Figures 9-11. Scatter plots of GPA, science GPA, and MCAT scores versus acceptance rate. Although a linear relationship is generally present, MCAT scores best explain acceptance rates.
Critique of Software Used
Both Spotfire and TreeMap performed very well during our analysis. The format changes necessary to input data into both were only minimal and the tools loaded the datasets without much input from the user. One shortcoming of TreeMap is that it does not accept XLS files, the format of Excel files. However, XLS files can be easily converted to tab separated TXT files, which can be read by TreeMap. Also, changing data colors or label font size was somewhat more complicated than desired in Spotfire. Another shortcoming of Spotfire is that there is no option (at least an easy-to-find option, if one does indeed exist) to also export a legend along with a view. When a graph contains color coded information, a legend is necessary. Also, TreeMap suffers from a similar problem: it cannot export views at all, unless a screenshot is manually taken by the user. Such functions as exporting views and including the proper information in the views are important in software such as TreeMap and Spotfire since the result data analysis is often a graph or visual representation of the findings that needs to be included in a report. Although the two software tools were meant to examine differing types of data, they both provided good insight into different aspects of our data.

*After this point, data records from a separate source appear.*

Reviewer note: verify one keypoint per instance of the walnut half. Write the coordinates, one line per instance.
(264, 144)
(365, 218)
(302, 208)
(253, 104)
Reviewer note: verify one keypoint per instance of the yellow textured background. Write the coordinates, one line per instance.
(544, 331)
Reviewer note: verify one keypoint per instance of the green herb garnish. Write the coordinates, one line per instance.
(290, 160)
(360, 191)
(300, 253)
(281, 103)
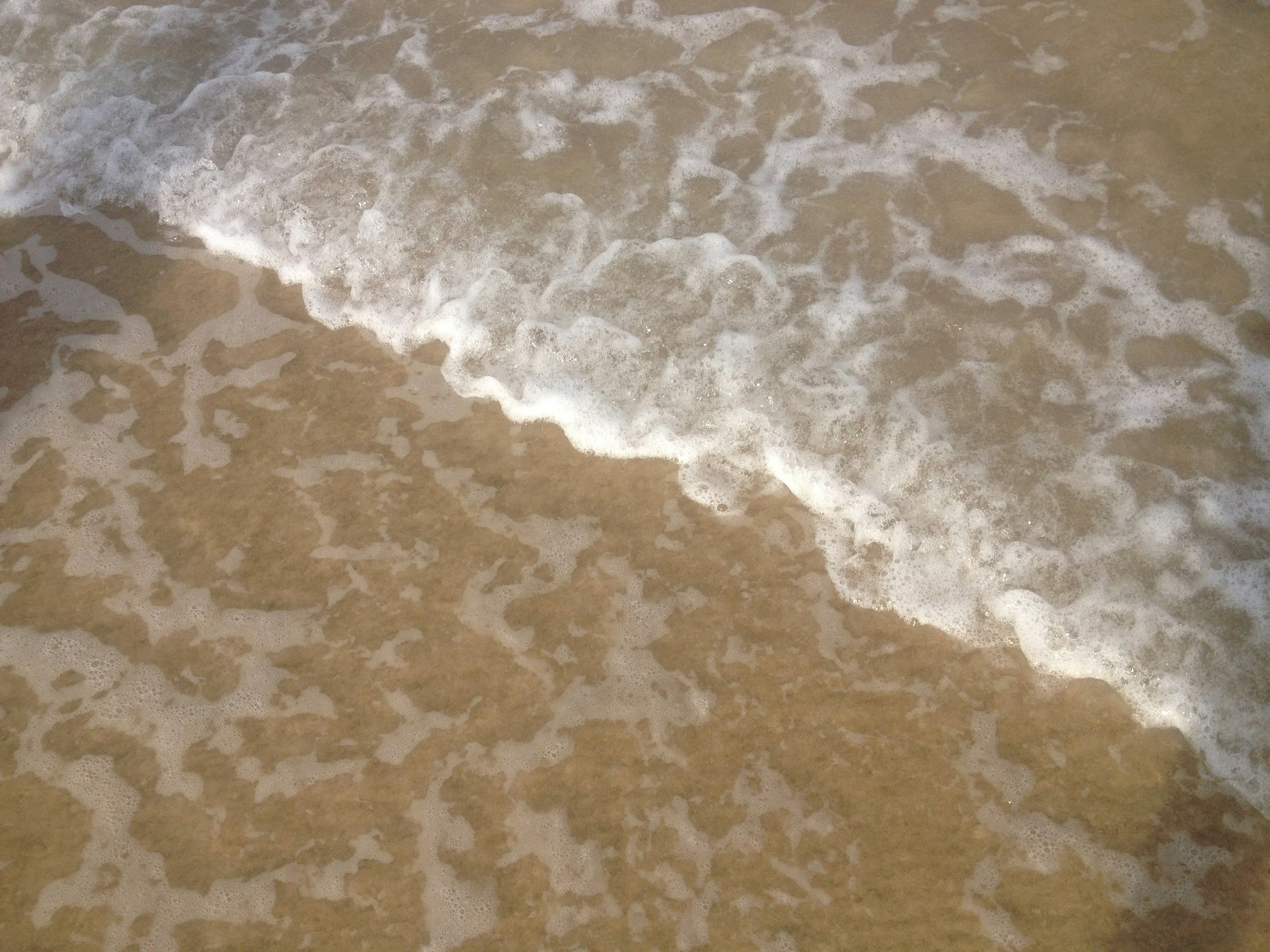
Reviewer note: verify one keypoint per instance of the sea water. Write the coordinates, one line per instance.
(985, 287)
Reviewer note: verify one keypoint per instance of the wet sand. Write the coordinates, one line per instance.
(302, 651)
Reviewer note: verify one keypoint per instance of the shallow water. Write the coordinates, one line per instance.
(986, 287)
(304, 651)
(955, 313)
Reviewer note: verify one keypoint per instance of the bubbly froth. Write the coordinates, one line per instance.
(920, 264)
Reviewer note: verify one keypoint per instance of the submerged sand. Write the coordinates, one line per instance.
(302, 651)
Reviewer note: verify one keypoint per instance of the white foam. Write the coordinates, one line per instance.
(727, 347)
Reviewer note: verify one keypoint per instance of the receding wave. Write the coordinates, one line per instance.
(1001, 334)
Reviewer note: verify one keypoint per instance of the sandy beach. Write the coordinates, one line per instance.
(302, 651)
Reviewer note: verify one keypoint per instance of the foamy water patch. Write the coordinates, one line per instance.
(709, 254)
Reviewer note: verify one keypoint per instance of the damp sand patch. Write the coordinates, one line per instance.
(300, 649)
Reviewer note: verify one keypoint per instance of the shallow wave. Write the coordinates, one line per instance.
(1020, 382)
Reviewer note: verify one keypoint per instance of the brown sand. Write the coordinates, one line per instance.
(385, 671)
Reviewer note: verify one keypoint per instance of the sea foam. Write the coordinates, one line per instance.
(724, 239)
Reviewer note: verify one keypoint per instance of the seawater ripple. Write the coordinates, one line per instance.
(919, 264)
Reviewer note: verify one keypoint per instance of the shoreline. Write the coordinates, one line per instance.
(578, 694)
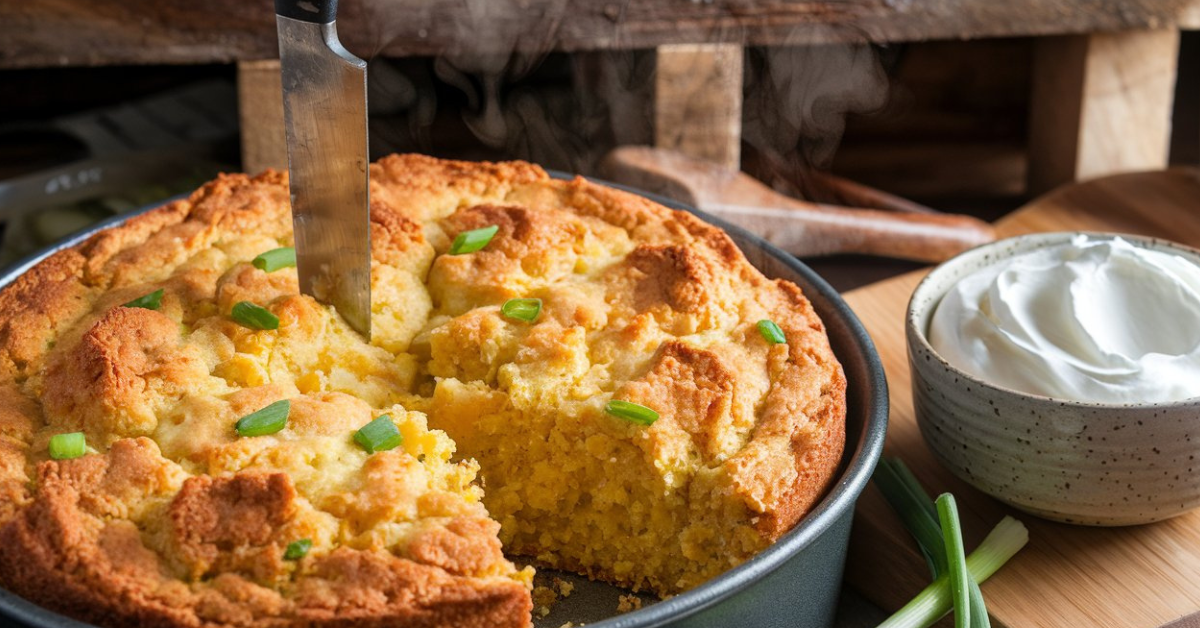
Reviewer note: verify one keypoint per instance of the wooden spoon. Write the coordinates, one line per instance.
(799, 227)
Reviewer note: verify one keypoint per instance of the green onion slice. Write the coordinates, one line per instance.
(255, 316)
(469, 241)
(771, 332)
(522, 309)
(378, 435)
(298, 549)
(67, 446)
(631, 412)
(268, 420)
(955, 560)
(149, 301)
(275, 259)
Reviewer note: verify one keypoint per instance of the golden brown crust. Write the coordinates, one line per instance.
(178, 522)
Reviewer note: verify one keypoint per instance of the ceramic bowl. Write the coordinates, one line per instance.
(1079, 462)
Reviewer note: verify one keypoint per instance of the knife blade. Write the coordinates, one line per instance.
(325, 113)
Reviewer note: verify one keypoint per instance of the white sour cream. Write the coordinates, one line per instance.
(1095, 320)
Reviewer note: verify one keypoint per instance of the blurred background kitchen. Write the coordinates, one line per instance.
(963, 106)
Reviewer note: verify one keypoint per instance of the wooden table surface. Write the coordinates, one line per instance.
(60, 33)
(1067, 575)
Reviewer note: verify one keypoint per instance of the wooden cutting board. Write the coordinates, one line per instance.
(1067, 575)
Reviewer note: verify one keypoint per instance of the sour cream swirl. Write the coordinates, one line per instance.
(1095, 320)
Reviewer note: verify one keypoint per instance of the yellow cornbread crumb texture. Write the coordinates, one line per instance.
(640, 304)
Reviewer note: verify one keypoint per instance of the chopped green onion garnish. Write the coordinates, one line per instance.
(67, 446)
(255, 316)
(522, 309)
(469, 241)
(149, 301)
(378, 435)
(275, 259)
(771, 332)
(955, 558)
(298, 549)
(631, 412)
(268, 420)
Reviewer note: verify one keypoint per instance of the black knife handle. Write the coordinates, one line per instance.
(315, 11)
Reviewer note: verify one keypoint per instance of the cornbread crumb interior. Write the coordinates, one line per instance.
(175, 520)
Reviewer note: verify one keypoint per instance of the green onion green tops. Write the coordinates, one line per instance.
(771, 332)
(378, 435)
(67, 446)
(298, 549)
(522, 309)
(268, 420)
(275, 259)
(253, 316)
(631, 412)
(469, 241)
(149, 301)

Spotfire and Treemap provided meaningful visualizations of the medical school data and led to interesting conclusions. Both TreeMap and Spotfire performed well during the analysis, each providing valuable insight about the data. Though the tools can always have more features such as easier color or font setup for Spotfire, better view export functions for TreeMap, and improved import functions for both, they were very user-friendly. Both tools facilitated the discovery of relationships in the data without requiring a long learning period.